Sept. 10, 2012
April Wefler
[email protected]
If you didn’t already know, it’s an election year. Yet, despite media buzz and active campaigning from both sides, I have a confession: I’m not voting this year.
I wasn’t eligible to vote in the 2008 election. My school had held mock elections since elementary, and I wanted to vote in a real election. But this year, even as a history major, I’m not going to vote. Go ahead and call me un-American.
I cannot walk by the library without passing by the Obama campaign table or walk by Centennial without passing by the Romney table.
I have been asked numerous times by both sides if I’m registered to vote. I am registered – which I told them – but I don’t see how it’s anyone’s business.
I realize both sides are trying to get students to vote in general, but how will hounding a student about voting registration help that cause?

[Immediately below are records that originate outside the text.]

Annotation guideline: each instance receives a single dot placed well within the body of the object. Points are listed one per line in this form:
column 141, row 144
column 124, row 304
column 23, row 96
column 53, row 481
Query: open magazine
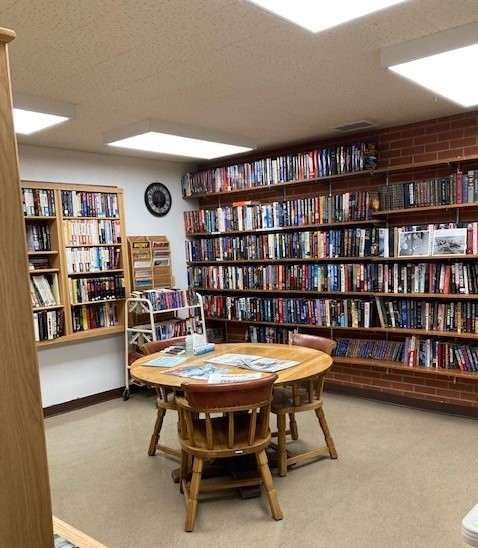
column 256, row 363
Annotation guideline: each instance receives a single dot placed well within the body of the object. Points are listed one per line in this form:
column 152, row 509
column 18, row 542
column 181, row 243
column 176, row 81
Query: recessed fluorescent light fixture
column 176, row 139
column 444, row 63
column 32, row 114
column 319, row 15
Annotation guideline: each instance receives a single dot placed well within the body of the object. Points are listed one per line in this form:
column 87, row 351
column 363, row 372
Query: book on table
column 256, row 363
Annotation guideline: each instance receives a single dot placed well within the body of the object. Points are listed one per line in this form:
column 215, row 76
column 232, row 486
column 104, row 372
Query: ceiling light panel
column 316, row 16
column 32, row 114
column 178, row 140
column 443, row 62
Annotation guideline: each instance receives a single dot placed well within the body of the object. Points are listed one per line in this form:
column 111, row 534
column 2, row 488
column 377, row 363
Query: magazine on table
column 200, row 372
column 256, row 363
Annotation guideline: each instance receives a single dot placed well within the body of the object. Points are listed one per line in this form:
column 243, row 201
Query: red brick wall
column 450, row 138
column 442, row 390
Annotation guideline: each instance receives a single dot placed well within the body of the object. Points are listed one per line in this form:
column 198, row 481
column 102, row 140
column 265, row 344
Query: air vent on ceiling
column 355, row 126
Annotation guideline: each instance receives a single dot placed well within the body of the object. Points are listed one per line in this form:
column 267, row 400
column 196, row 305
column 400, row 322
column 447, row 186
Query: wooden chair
column 296, row 398
column 164, row 400
column 240, row 426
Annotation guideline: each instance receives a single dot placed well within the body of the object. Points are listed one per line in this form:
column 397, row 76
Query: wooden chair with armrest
column 224, row 420
column 165, row 398
column 305, row 395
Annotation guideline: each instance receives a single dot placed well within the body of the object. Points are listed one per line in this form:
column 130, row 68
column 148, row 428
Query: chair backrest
column 315, row 385
column 314, row 341
column 244, row 408
column 157, row 346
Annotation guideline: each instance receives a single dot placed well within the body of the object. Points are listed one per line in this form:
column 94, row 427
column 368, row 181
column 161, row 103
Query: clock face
column 157, row 199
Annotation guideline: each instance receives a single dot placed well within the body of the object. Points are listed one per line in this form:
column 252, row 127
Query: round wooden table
column 311, row 362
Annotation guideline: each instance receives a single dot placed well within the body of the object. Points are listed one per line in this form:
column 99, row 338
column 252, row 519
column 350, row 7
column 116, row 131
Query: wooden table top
column 311, row 362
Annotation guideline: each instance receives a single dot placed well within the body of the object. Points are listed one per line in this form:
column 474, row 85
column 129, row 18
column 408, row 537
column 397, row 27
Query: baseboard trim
column 79, row 403
column 415, row 403
column 365, row 393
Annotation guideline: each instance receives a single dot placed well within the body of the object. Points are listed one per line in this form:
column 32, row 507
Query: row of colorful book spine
column 460, row 316
column 94, row 316
column 311, row 164
column 250, row 215
column 83, row 290
column 92, row 231
column 76, row 203
column 321, row 312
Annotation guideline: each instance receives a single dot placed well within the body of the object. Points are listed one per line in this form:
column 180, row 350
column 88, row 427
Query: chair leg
column 294, row 432
column 281, row 448
column 157, row 430
column 325, row 429
column 183, row 470
column 266, row 476
column 192, row 501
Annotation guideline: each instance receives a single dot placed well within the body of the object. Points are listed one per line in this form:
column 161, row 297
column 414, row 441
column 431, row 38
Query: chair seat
column 218, row 421
column 220, row 426
column 305, row 395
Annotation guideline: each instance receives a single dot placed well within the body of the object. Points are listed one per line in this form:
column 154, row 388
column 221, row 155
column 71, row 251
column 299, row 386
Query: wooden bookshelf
column 311, row 256
column 78, row 260
column 150, row 262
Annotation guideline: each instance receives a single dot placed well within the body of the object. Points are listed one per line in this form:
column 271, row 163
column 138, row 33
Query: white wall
column 76, row 370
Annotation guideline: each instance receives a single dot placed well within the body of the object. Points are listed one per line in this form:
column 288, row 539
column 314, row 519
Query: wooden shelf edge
column 384, row 364
column 455, row 161
column 81, row 336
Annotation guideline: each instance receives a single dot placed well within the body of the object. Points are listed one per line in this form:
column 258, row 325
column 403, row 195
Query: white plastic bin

It seems to me that it’ll just annoy the student to no end, as it did to me, and maybe even result in his or her decision to not vote.
If you tell one of the campaigners you’re not going to vote because you don’t agree with either of the candidates’ stances, the campaigner reminds you that there are other candidates besides Obama and Romney. If you say you don’t agree with any of them, you better leave quickly.
I have an unpopular opinion; I agree with Romney on some things and Obama on others. If I don’t agree fully with either of them, though, I don’t see the point in voting.
Why should it matter if you’ll vote or not or whom you decide to vote for? Isn’t the American vote supposed to be a secret ballot?
Yet, according to The New York Times, 33 states have passed photo identification laws. Five of them – Georgia, Indiana, Kansas, Pennsylvania and Tennessee – require photo identification prior to voting.
Both South Carolina and Texas have attempted to pass laws requiring photo identification. The Justice Department blocked both states from passing the law, stating in both cases that passing the law would disproportionately suppress turnout among eligible voters in minority groups.
Texas took the Obama administration to federal court and was blocked again, while South Carolina, which asked a federal court to approve the law, is awaiting a the verdict predicted to come before November.
An article on The Atlantic goes as far as to suggest abolishing the secret ballot, saying that nonvoters are more likely to vote if neighbors are sent evidence of their apathy.
Is that what’s going on at these campaign tables? Is our right to a secret ballot being slowly eliminated? After all, I can’t say I’m not voting without being judged, but I expect I’d be judged about voting even if I wasn’t at the Obama campaign table or if the secret ballot wasn’t being questioned.
I’m sure some people will say I don’t have a right to complain since I’m not voting. But maybe I would vote if I wasn’t constantly asked whether I was registered.
There are some things I think should be kept secret. A person’s voting choices should only be shared if he or she wants to share them.